I knew I would have to tell her something – anything that she would believe and let me alone.
‘Well you know Madame Lili, Anya. I think she tried to hypnotise me. She certainly got me drunk. But, sorry to disappoint you, that was it really.’
She gave me a hard, old-fashioned look as though she didn’t believe a word of it and then, leaning close, whispered, ‘Did she try to seduce you, Nico?’
‘Certainly not! What do you take me for, Anya?’
I feigned offence. She sat back and shrieked with laughter. ‘Why, a fool, of course, Nico. You’re a man. You’ve had the hots for Madame Lili ever since you first met her. The pupils in your eyes go heart-shaped at the mention of her name.’
I felt genuinely offended at that. It didn’t seem to me that she was joking. Then she reached out and touched my cheek. ‘Don’t be sulky with me, Nicolai Feodorovitch. We will always be friends, won’t we? And friends may tease each other.’
I was beginning to think that all these ‘friends’ were rather bad for me and began to search round for an excuse to finish breakfast and leave. Anya must have sensed this, because she stood up, rubbed the back of my head and announced that she had things to do.
‘See you at dinner, Nico.’
She smiled a long, slow, complicit smile at me before disappearing round the door.
I finished my tea and, for the first time since coming to the House, began to consider what I would do when I left.
Upstairs in my sitting room, I began to plot my future. The ‘mystique’ of this House was getting a little too much for me. I felt that, somehow, I was digging a hole that I would, some day soon, fall into. My instincts were telling me, loud and clear, that the walls of this place were closing in around me. The sense of cosiness and security that had earlier so impressed me had changed to a claustrophobic atmosphere where I was no longer able
to apply any logic or common sense to what was inexorably being played out around me.

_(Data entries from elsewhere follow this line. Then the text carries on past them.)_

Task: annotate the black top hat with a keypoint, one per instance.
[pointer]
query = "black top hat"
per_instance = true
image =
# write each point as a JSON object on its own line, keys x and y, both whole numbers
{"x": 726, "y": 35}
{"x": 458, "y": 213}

As soon as I could solve the problem of ensuring a future with Natalie, I…we…were going to leave.
CHAPTER 9
The Invisible Shotgun
‘Youth is easily deceived because it is quick to hope.’
ARISTOTLE
Dr Voikin’s surgery was not the sort of place you would want to spend much time in. A poky, dreary cubbyhole of a room on the rear first floor landing of the right wing of the House, it had one small window facing on to the rear gardens. The furniture was sparse: an examination couch, a desk and three plain wooden chairs; glass-panelled cabinets lined two walls, their contents either dark bottles of unspecified liquid or stainless steel instruments, dishes and syringes, seemingly designed for horrendously painful purposes. A vague smell of carbolic pervaded the place, mixed with the smell from the desk oil lamp that had to be lit during the day, the place was so gloomy.
Three weeks had passed since the séance and what had followed. To my relief, things had been fairly routine, compared to what had gone before; Natalie had occasionally attended lessons, but more often either been unwell herself or attending the Grand Duchess who was indisposed, a pattern that had become familiar to me. She was warm and affectionate, but did not come again to my bed, and such was my guilt about my betrayal of her that I didn’t press the matter, although I loved her more and more.

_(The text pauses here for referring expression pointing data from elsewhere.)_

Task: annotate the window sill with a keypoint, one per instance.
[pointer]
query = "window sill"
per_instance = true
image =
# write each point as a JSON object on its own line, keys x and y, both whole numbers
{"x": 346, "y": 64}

Then I had been summoned, completely unexpectedly, by Anya, who admitted that she had no knowledge of the purpose of the meeting except that Maître Chermakov would also be present.
Dr Voikin was alone when I arrived. He looked uncomfortable in his high butterfly collar and, as he stood up to greet me, an odour of mothballs and cigarettes wafted off his clothes. Again, I was struck by how much he resembled photographs that I had seen of Dr Crippen at the time of his arrest.